弊社は通常、民間企業における障害者雇用や障害者福祉事業所の経営・工賃向上に関するコンサルティング・研修を全国で実施しています。発災までは、東北の福祉事業所とは直接のお付き合いはなかったのですが、いつもお世話になっている障がいのある方々、そのご家族、支援者のことを思うと「自分たちにできることで、持続可能で、被災された皆様に喜ばれることをしたい」と考えました。そこで、被災地の緊急支援に行かれた方からお話を伺い、また、その方が「工賃確保のための市場を作らないといけない」とこのプロジェクトのアイデアをいただいたので、実施しようと決めました。

大震災発災時は、たった社員2人。被災地の商品売上を最大にするにはどのようにすればいいのか? 必死に考えました。

そこで具体的に実施したことは二つです(図1)。

図1 販売モデル

図1 販売モデル拡大図・テキスト

一つは、有償ボランティアで運営するアンテナショップ(直営店舗)を作りました。梅田スカイビル(空中庭園で有名)の地下1Fの空きスペースを、積水ハウス様に3か月間無償提供していただけることになりましたので、そのスペースを活用しました。有償ボランティアの方々は、発災後、現地のボランティアに赴き、帰って来てからも「何か支援できることはないのか」と探していた大学生や、仙台に住んでいたが引っ越して大阪に来られた特別支援学校の先生等々です。全員、店舗の立ち上げや商品の販売といった経験は全くなかったのですが、全員の支援したいという気持ちで何とか作り上げ、新しいメンバーも加わりながら、無償期間終了後の今も店舗運営を続けています。

もう一つは、全国の皆様に売っていただくための「仕組み」を作りました。販売を支援したいと考えている方々はおそらく2タイプがあるだろうと考えました。そこで、それぞれに合わせた販売タイプを作りました。

1.出店料やバイト代は必要 → 卸値で購入できる仕組み(手配の手数料のみ)

2.在庫が残ると困る → 販売協力だけして、在庫が残ったらすべて返品可能

このように、弊社は、皆様が販売協力しやすい機能に徹することで、また販売協力する側は、それぞれの事業所に個別に電話で依頼することなく簡単に発注することができますし、逆に、事業所側も数多くの相手先に請求書送付・入金確認する手間が省けるようになります。

そして、これらの活動から得られる利益を、直営店舗の家賃や有償ボランティアの人件費に充てることで、持続可能な運営を実現しようと考えました(弊社は一切利益を頂戴(ちょうだい)していません。これは弊社の被災地支援活動です)。

皆様の販売・広報支援のおかげで、支援はまだ途中段階ですが、平成24年8月末現在(開始から1年3か月)で売上高は5,200万円を超え、直営店舗を含む全国22店舗で継続的に販売協力をいただいており、全国で実施されたイベント約380件分のお手伝いをさせていただきました。これを換算しますと、約7万5,000人の方にご購入いただき、工賃にするとプラス2,000円/月を約1,400人の方に送り届けていることになります。被災三県(岩手・宮城・福島)の障害者福祉事業所で働く方々は約8,600人ですので、おおよそ2割弱の障害のある人の工賃の足しになっている、という状況です。

「ミンナDEカオウヤ」から「ミンナDEツクロウヤ」へ

障害者福祉事業所の仕事は大きく2パターンあります。
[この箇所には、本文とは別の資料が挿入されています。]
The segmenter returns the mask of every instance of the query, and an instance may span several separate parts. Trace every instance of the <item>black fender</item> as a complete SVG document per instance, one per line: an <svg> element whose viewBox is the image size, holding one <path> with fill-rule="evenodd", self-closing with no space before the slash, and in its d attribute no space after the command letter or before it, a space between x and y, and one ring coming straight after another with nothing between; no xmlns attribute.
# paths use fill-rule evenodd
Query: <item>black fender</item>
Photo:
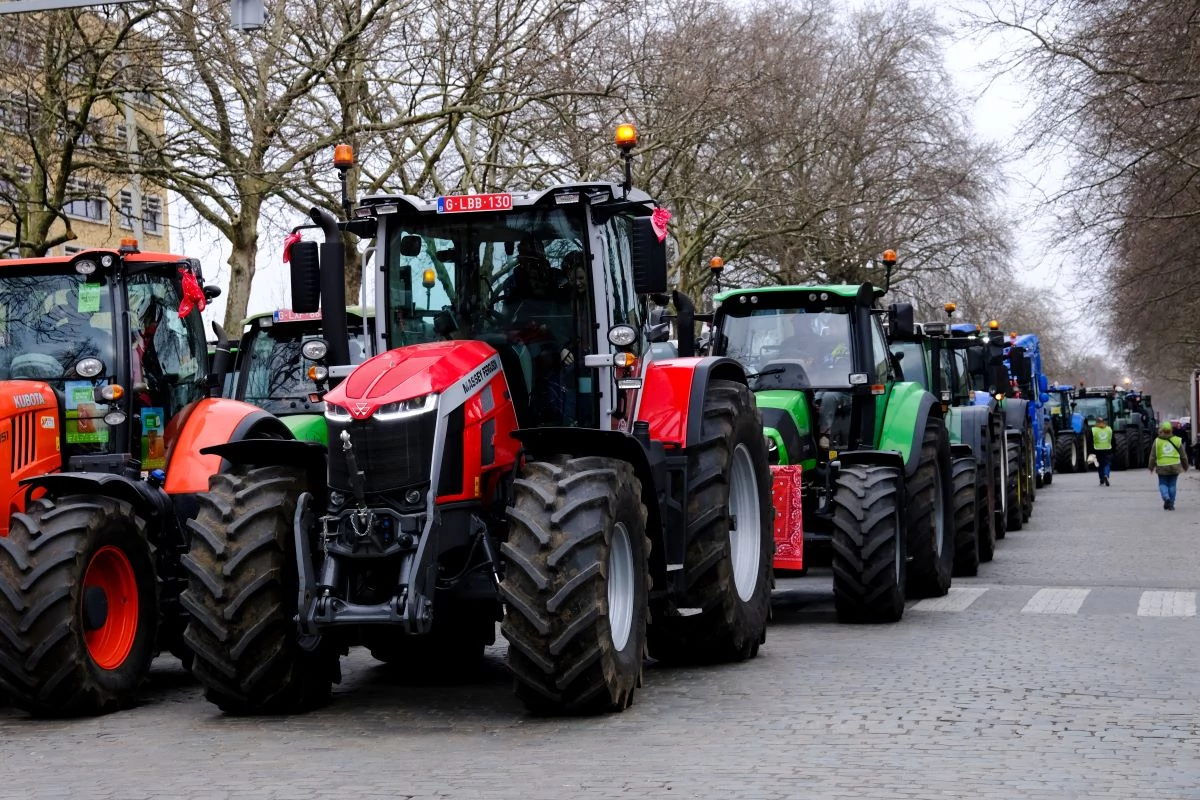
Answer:
<svg viewBox="0 0 1200 800"><path fill-rule="evenodd" d="M140 477L113 473L54 473L26 477L20 485L25 487L26 506L35 489L43 489L50 498L83 494L128 503L137 515L146 521L146 530L160 551L160 559L168 553L178 554L186 547L184 525L188 512L192 516L196 513L192 509L194 501L190 497L179 498L176 501L161 487Z"/></svg>
<svg viewBox="0 0 1200 800"><path fill-rule="evenodd" d="M714 380L731 380L748 386L745 367L726 356L704 356L691 373L691 397L688 405L688 431L684 445L690 447L702 441L701 426L704 421L704 396Z"/></svg>
<svg viewBox="0 0 1200 800"><path fill-rule="evenodd" d="M668 461L672 468L684 470L686 456L673 449L668 455L661 441L640 441L622 431L598 431L593 428L521 428L512 432L521 443L526 459L546 459L553 456L602 456L617 458L634 467L634 474L642 483L642 504L646 506L646 534L650 537L650 572L655 588L666 584L666 519L684 512L679 501L684 498L670 495ZM683 530L683 529L680 529Z"/></svg>
<svg viewBox="0 0 1200 800"><path fill-rule="evenodd" d="M318 441L253 438L200 450L204 456L221 456L222 473L228 473L233 467L304 467L308 474L310 491L319 495L324 494L328 452L325 445Z"/></svg>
障がいのある方がつくる商品を売るというパターンと、もう一つが請負、たとえば工場の下請け等です。商品を売る支援は、ミンナDEカオウヤでできる。けれども、請負を中心に行なっている障害者福祉事業所のサポートは実はできていないということがありました。

また、大震災から1年以上経って、フェーズが変わってきています。震災直後から1年間は、とにかく緊急的な支援が必要でした。しかし今、現地の方々もずっと支援を受けていたいのかと言うとそうではありません。自分たちも自立して、お互いが「ありがとう」と言いあえるような仕事の関係をつくっていきたい、という思いに変わってきています。その思いに対しては、ミンナDEカオウヤのような物販だけでは応えられません。そこで、仕事づくりという枠組みで次に取り組むことにしました。

平成24年9月に「ミンナDEツクロウヤ」というプロジェクトも本格開始しました。これは、被災された事業所や障害者雇用をしている企業に仕事を発注する、その仲介をしながら、東北に請負系の仕事を発注することを目的としています。

このプロジェクトの運営には、「障害のある方の「働く」を支援する」「被災地を支援する」という志を同じくする次の3社が協力して進めています。

・アイエスエフネット株式会社:東北エリアでの障がい者を5年間で1,000人採用

・株式会社アイオーテクノ:福祉事業所への仕事導入支援

・株式会社インサイト(ミンナDEカオウヤ):福祉事業所支援および障害者雇用コンサルティング

現段階で3つの仕事が完了、7つの仕事が実施中、という状況です。平成25年3月までには100の仕事をつくることを目標として進めています。

皆様ができそうなことを、できる形で

皆様にお願いしたいことがあります。それは「できる形で、できる支援を」ということです(図2)。

図2 お願いしたいこと

スタイル 内容
1.販売する 店舗、イベント、講演後
2.注文する ノベルティ、業務発注
3.商材を使う 企画商品
4.運営を手伝う 店舗運営支援
広報支援

皆様にご参画いただくスタイルは、大きく次の4つです。

1.販売する:店舗、イベント、講演後

・今お持ちの店舗・レジ横等の店頭で継続的に販売していただく

・復興支援イベントやバザー等で販売していただく

・講演会の終了後に即売会等を実施していただく

2.注文する:ノベルティ、業務発注

・会社や事業所等のイベント後にノベルティとして配っていただく

・結婚式の引き出物・引き菓子や、お中元・お歳暮に使っていただく

・社内の皆様で共同購入する(個人別に包装を分けることも可能です)

・名刺管理、Web製作等々、業務発注を東北にする(お申し込みはhttp://www.tsukurouya.jp/へ)

3.商材を使う:企画商品

・今あるミンナDEカオウヤの商材とコラボして、共同開発した商品を販売していただく

・商材を使った料理を作って提供する 等

4.運営を手伝う:店舗運営支援、広報支援

・プロジェクト主催のイベントを実施するときに、ボランティアで販売員として手伝う

・店舗運営を手伝う(店舗スタッフになる)→広報や在庫、店頭POPやチラシ作り等

このようにいろいろな仕事があります。

これまでのプロジェクト活動を通じて、有事が発生したときに、できることを徹底して積み重ねる、ということが最も前向きに事が進むと考えており、スタッフ一同、それを共有しながら活動を続けています。

皆様も、何かできることで、このプロジェクトに参画していただけないでしょうか?引き続き皆様のご協力をよろしくお願いいたします。